Ten years after Lehman Brothers imploded, the bulls are ascendant. A single Hong Kong skyscraper recently fetched $5.2 billion and an imperfect Leonardo da Vinci sold for $450 million. With huge run-ups at tech giants such as Apple and Tencent, global stocks added roughly $13 trillion in value from in the first 11 months of 2017. Bitcoin prices shot for the heavens. Yield-chasers gorged on debut bonds from Tajikistan and the Maldives, and 100-year debt from serial defaulter Argentina.
This is not all hot air. A world recovery is gathering steam: the World Bank reckons global growth will hit 2.9 percent in 2018. The last time expansion was faster, China was splurging on bridges, roads and airports, effectively underwriting a
rebound from the financial crisis. Meanwhile, central banks have barely begun to lift interest rates or sell assets. And online behemoths such as Alibaba and Alphabet keep growing and churning out fat profits.
Investors appear to be taking the same mercenary view as one of Austen’s characters: “A large income is the best recipe for happiness.” Yet things look less reassuring close up.
The populist anger that enabled Trump and Brexit is still simmering, fuelled by inequality, disruption, immigration and the echo chambers of social media. An unpredictable America is no longer committed to advancing a rules-based, liberal world order. China is growing increasingly assertive under President Xi Jinping, while Saudi Crown Prince Mohammed bin Salman is flexing his muscles around the Gulf. The risk of a conflagration on the Korean peninsula is all too real. Business is grappling with self-inflicted scandals and activist attacks, and a backlash is building against Big Tech’s overweening power.

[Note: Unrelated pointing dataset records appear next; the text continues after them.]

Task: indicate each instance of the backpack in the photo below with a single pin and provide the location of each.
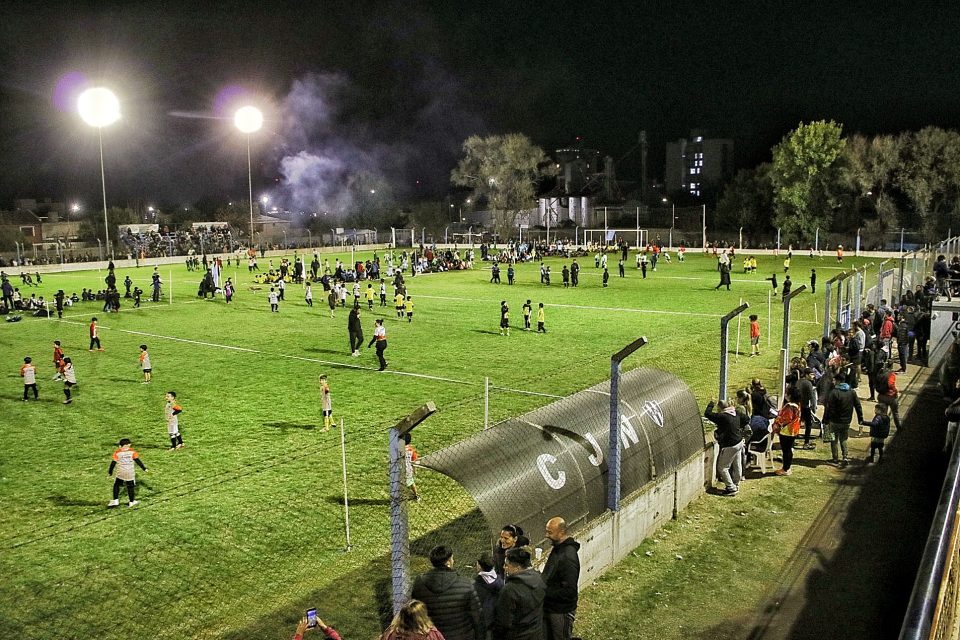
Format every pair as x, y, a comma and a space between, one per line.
881, 382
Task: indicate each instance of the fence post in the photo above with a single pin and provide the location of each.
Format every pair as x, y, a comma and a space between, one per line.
827, 309
399, 528
346, 496
613, 461
486, 402
724, 341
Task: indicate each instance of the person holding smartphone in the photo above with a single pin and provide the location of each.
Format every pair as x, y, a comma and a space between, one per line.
312, 621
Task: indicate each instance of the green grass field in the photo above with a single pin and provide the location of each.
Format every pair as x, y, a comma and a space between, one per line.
240, 531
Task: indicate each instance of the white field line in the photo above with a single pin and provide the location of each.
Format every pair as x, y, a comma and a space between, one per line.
592, 308
346, 365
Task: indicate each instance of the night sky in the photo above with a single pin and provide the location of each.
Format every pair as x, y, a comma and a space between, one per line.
390, 90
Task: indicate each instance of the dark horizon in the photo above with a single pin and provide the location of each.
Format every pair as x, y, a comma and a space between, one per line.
389, 91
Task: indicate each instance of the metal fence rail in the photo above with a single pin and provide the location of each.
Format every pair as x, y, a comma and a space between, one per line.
932, 609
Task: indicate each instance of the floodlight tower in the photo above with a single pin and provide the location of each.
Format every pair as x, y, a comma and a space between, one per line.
249, 120
100, 108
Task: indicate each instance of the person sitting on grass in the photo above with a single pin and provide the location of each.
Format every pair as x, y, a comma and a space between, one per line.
329, 632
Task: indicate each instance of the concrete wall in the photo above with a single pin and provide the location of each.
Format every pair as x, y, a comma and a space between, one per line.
609, 538
179, 260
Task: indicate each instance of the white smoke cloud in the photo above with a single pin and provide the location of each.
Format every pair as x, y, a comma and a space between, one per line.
339, 140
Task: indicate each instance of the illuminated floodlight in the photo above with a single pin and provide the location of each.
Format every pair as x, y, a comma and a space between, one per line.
248, 119
98, 107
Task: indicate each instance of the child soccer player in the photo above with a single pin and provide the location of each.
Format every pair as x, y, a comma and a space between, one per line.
410, 456
369, 296
29, 374
123, 460
57, 359
171, 412
332, 300
94, 335
879, 430
145, 364
773, 283
327, 403
754, 336
69, 379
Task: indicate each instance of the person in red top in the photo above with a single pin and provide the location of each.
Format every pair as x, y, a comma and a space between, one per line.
57, 359
787, 425
304, 626
887, 393
886, 330
754, 336
94, 335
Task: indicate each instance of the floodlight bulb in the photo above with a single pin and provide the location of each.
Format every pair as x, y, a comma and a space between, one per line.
98, 107
248, 119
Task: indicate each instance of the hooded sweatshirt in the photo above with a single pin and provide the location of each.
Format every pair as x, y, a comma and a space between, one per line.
519, 611
451, 603
562, 576
840, 405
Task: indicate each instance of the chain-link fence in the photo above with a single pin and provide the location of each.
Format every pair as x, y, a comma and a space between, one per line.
552, 461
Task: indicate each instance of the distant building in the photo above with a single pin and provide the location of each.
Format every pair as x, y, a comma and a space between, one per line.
698, 163
583, 181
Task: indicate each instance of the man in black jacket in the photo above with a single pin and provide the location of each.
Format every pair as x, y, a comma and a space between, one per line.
727, 435
356, 331
808, 404
562, 576
450, 599
838, 413
518, 614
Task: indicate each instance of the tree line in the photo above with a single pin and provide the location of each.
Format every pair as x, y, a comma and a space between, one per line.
820, 179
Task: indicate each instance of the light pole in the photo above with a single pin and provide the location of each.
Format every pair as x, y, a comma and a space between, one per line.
100, 108
249, 120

That is the backdrop for Predictions 2018. We have collected more than 40 in a single volume at bit.ly/BVPredicts, with dozens more available at www.breakingviews.com/2018. It is a truth universally acknowledged – to draw from Austen again – that forecasting is hard work. But it’s nonetheless a useful exercise, at the very least giving readers a way to frame the big debates ahead intellectually, and perhaps profitably.
This year, we are positive on global growth – provided Trump and Xi don’t somehow spoil the party. Midterm U.S. elections could have serious investment implications, with radical candidates edging out compromisers, as could a populist resurgence in Latin America.
The bull market need not end badly, although bitcoin could prove a total wipeout – and several other possible triggers for trouble, like blow-ups in exchange-traded funds or hedge funds, bear watching. Perhaps the biggest financial shift will be at central banks. Markets must adjust to increasingly tight policy at the U.S. Federal Reserve under new Chair Jerome Powell. And for the first time in years, rich-world bond issuance will outstrip buying by the Fed and friends. Much like the modern additions to the Austen canon in “Pride and Prejudice and Zombies,” bond vigilantes will rise from the dead.
The executive suite will see sustained pressure from many sides. Big miners will have to ape buyout shops. One of Wall Street’s titans will bow out. Passive funds will, despite their name, dethrone a chief executive. Activists could make an ugly scene in luxury. In India, the long reign of “promoter” tycoons is, mercifully, nearing its twilight. And corporate America will need to rethink attitudes to diversity and sexual harassment in the wake of recent revelations. But that should catalyse positive change, just as a spate of quality-control crises ought to force Japanese bosses to become more competitive.
In tech, investors can consider a tasty new dish: SLAW, for Spotify, Lyft, Airbnb and WeWork, four prospective candidates for public life. Europe’s electric cars will catch up with gas guzzlers in cost terms. And super-fast 5G mobile broadband, on show at the Winter Olympics and the World Cup, will demonstrate China’s hunger for technological leadership.
Among tech’s giants, Apple’s position as a privacy-sensitive hardware specialist will give it some shelter from mounting anger at Silicon Valley’s power and lack of accountability. Amazon could win friends by choosing a deserving location for its second headquarters. The sun will begin to set on U.S. tech’s feudal approach to corporate governance. But Chinese startups could push Hong Kong the other way, while it also bends over backwards to accommodate Saudi Aramco.
Not all of these prognostications will materialise. Last year, among other things, we anticipated India’s banking bailout, argued Beijing would offer Trump more carrot than stick, and correctly highlighted the difficulties Uber and Aramco faced in going public. Our biggest mistake was overestimating the pace of change in Trump’s America, which meant we braced for a stronger dollar, a flood of repatriated cash and an infrastructure bonanza.
With those caveats, we hope this will be an enjoyable and thought-provoking read.